Some of the best PR’s I’ve met in this business have no formal qualifications. So my advice – shine like a burning beacon of awesome and you’ll be ok.
What advice do you have for people and especially for women hoping to break into the music business in the UK?
Oh god, women, get off your high horses about ‘being a woman’ in anything and just get on with it. If I were to look it that way, I probably wouldn’t get out of bed in the morning. I’m one of the very few women doing what I do, specialising in the genres I do it in (seriously, tech metal is just full of guys….at gigs it’s rare to see another girl) and I don’t even think about it like that. I just do it. So my advice to anyone, whether you are of the breasted variety or not, is to just do it, do it like it hasn’t been done before and do it better, quicker and bigger than anyone else. Be yourself, be brave and be bold and be kind. There are a ton of assholes that work in the music business, so if you are nice and you are genuinely being yourself, you’ll be remembered because it’s such a rarity.

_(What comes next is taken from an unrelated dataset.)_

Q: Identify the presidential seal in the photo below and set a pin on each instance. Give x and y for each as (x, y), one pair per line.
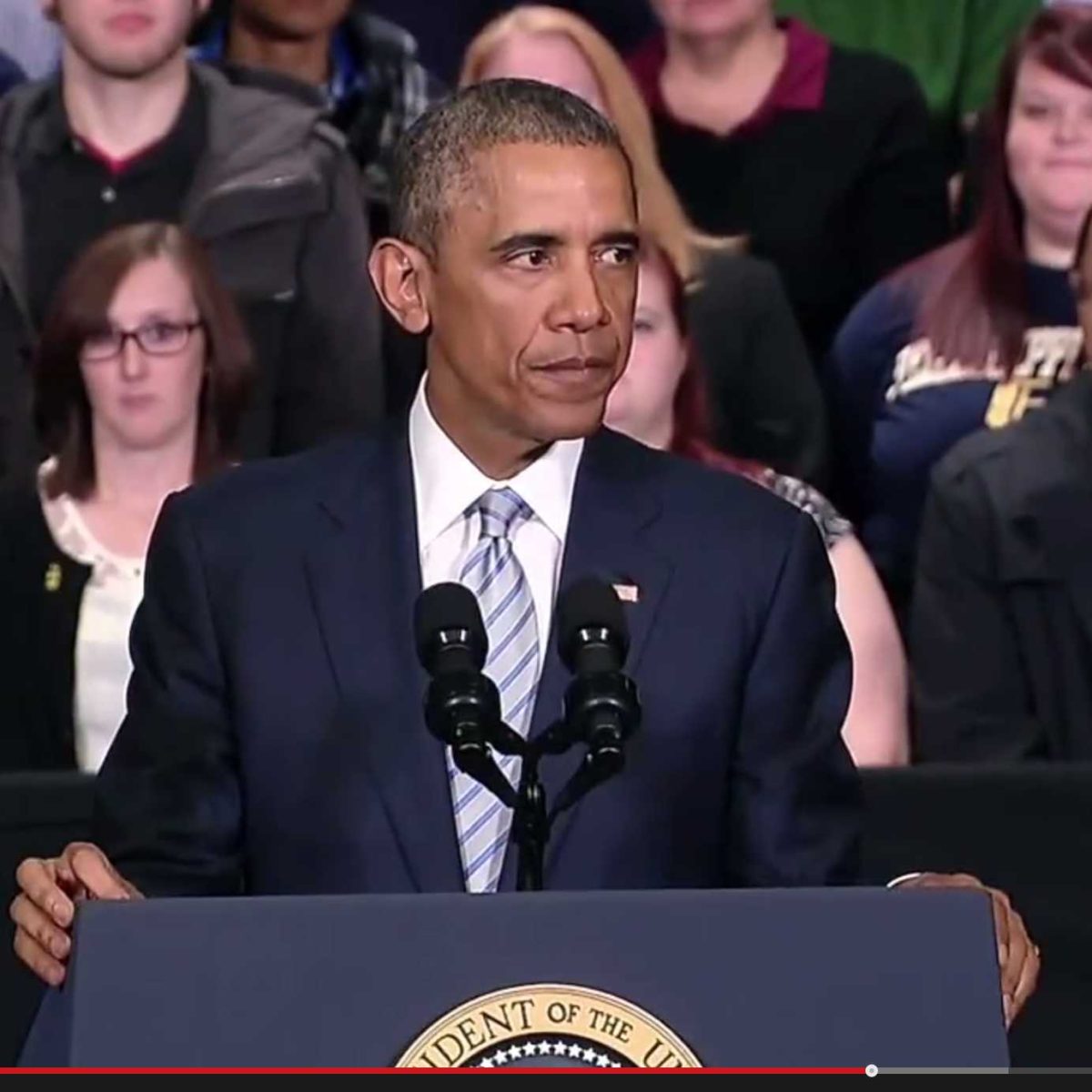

Be prepared to work hard, long hours, for very little money. Some days I get 4 hours sleep and I’m back on it. This isn’t a 9-5 job, especially if you decide to run your own business. You have to be out there before anyone else, just to stay ahead. Ask advice and don’t be afraid to ask questions. Find a good network of mentors or people you trust and learn all you can from them. Stay humble, don’t be in the business 5 minutes and assume you know everything because the likelihood is, you know nothing.
If you are a writer, get in touch with the magazines, most of them take on interns throughout the year and the experience you’ll have there is invaluable. If you are wanting to get into PR (seriously, are you mental!?) then either take a course if you feel that would help you, or just get in touch with PR companies (and there are many) and ask do intern there. Or…just find a band, and champion them. Do their PR for free, cut your teeth on a campaign, have fun with it. Learn as you go and don’t ever say you can’t do something, because you can.
Among your roster, a band that you’d particularly suggest to our readers?
Oh that’s like asking me to pick my favourite child. However…based on how easy they are to work with, how professional and focused they are, how hard they work and how much I love their music, I’ll pick Circles, a band from Australia that we work with. http://www.facebook.com/listentocircles
The guys always bring their ‘A’ game to the table. They work ALL the time on their band and they’re smart about it. It’s one thing to be a musician, but in this day and age where information is wanted by fans 24 hours a day, musicians have to turn their hand to being able to promote everything they do, so when the guys are in the studio, they’re keeping people informed via video, interviews, they’re putting out status updates on their network. I never have to ask them for anything, because 9 times out of 10, they’re ahead of me and already have it ready. They’ve got an album coming out on Basick next year; a video due out in a week or so and 2013 is going to be the year they explode. I know this, because they tell me, and I believe them. I’ve never had to doubt them.